On Tue, Jul 13, 2021 at 3:28 AM Al Viro <viro@zeniv.linux.org.uk> wrote: > > On Mon, Jul 12, 2021 at 12:01:52PM -0700, Linus Torvalds wrote: > > On Mon, Jul 12, 2021 at 5:41 AM Dmitry Kadashev <dkadashev@gmail.com> wrote: > > > > > > Since this is on top of the stuff that is going to be in the Jens' tree > > > only until the 5.15 merge window, I'm assuming this series should go > > > there as well. > > > > Yeah. Unless Al wants to pick this whole series up. > > > > See my comments about the individual patches - some of them change > > code flow, others do. And I think changing code flow as part of > > cleanup is ok, but it at the very least needs to be mentioned (and it > > might be good to do the "move code that is idempotent inside the > > retry" as a separate patch from documentation purposes) > > TBH, my main problem with this is that ESTALE retry logics had never > felt right. We ask e.g. filename_create() to get us the parent. We > tell it whether we want it to be maximally suspicious or not. It > still does the same RCU-normal-LOOKUP_REVAL sequence, only for "trust > no one" variant it's RCU-LOOKUP_REVAL-LOOKUP_REVAL instead. Regardless of the bigger changes discussed below, should we change direct comparison to ESTALE to retry_estale(retval, lookup_flags) in filename_lookup() and filename_parentat() (and probably also do_filp_open() and do_file_open_root())? At least it won't do two consecutive LOOKUP_REVAL lookups and the change is trivial. > We are > *not* told how far in that sequence did it have to get.
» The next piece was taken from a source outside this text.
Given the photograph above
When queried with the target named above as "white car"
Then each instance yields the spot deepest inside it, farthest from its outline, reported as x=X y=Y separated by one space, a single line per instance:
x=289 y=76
What's more, > even if we had to get all way up to LOOKUP_REVAL, we ignore that > when we do dcache lookup for the last component - only the argument > of filename_create() is looked at. > > It really smells like the calling conventions are wrong. I agree that > all of that is, by definition, a very slow path - it's just that the > logics makes me go "WTF?" every time I see it... ;-/ The current series does not make it worse though. I'm happy to work on further improvements with some guidance, but hopefully in a separate patchset? > Hell knows - perhaps the lookup_flags thing wants to be passed by > reference (all the way into path_parentat()) and have the "we had > to go for LOOKUP_REVAL" returned that way. Not sure... Will that allow to get rid of the retries completely? I'm not sure I understand all the code paths that can return ESTALE, I'd assume we'd still have to keep the whole retry logic.